Bugün Mağrip’teki ülkelerde Türkiye ayakları yere basan bir Fransız karşıtı kampanya yürütüyor. Bir yandan Paris’in sömürgeci geçmişi hatırlatılıp Türkiye ile kardeşlik duygusu vurgulanırken, diğer yandan Türk şirketleri Fransızların doğal ortak sayıldığı projelere aday oluyor. Örneğin Cezayir’de Fransız petrol devi TOTAL’in ekarte edilerek 6 milyar dolarlık -Nijerya’dan İtalya ve İspanya’ya uzanan- bir enerji projesinin Türk şirketlere temini gündemde. Bunun için Türkiye’nin pazara girmesine sıcak bakan Devlet Başkanı Abdülmecid Tebboune yakın markaja alınmış durumda. Aracılar ise Afrika’da saygın projelere imza atmış Türk iş adamları. Batı Sahra’da ayrılıkçı Polisario Cephesi ile mücadele eden Fas’ta da Kral Muhammed, yüksek maliyetli Fransız jetleri yerine Türk SİHA’larının satın alınmasını değerlendiriyor. Mağrip’in siyaseten Türkiye’ye en yakın devletiyse hiç şüphesiz Tunus. Arap Baharı’nın öncesinden itibaren Ankara’nın desteğini alan Raşid Gannuşi’nin Meclis Başkanı olduğu Tunus, Hafter’i kurtarmak adına Libya’yı işgal edeceğini bildiren Mısır’a karşı çıkan bölge devletlerinden. Tunus son olarak Arap Birliği’nin Mısır’ı destekleyen kararına şerh koymuştu.
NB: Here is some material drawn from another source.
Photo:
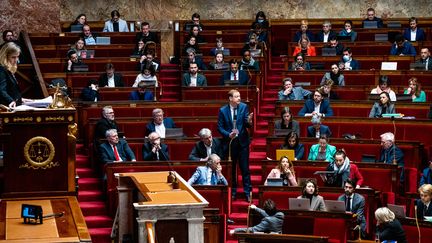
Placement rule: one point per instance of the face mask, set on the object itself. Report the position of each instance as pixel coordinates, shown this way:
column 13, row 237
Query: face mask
column 345, row 58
Elysee Sarayı’nın hırçınlaşmasında Libya’daki kaybın mı yoksa Kuzey Afrika’daki nüfuz yitiminin mi etkili olduğu henüz meçhul. Ancak Ortadoğu’da her attığı adımda karşısında Türk duvarını bulması Paris’i sıkıntıya sokuyor. Koronavirüs pandemisinin ardından ekonomik durgunluğun kapıda olduğunu gözlemleyen Macron, Fransız sermayesine nefes aldıracak bir “diplomatik zafer” peşinde. Halihazırda Mısır’ı Libya’da savaşa sokan, Doğu Akdeniz’deki enerji oyunlarına AB’yi dahil eden Fransa, Türkiye’yi durdurmak adına ne kadar ileri gidecek bunu zaman gösterecek.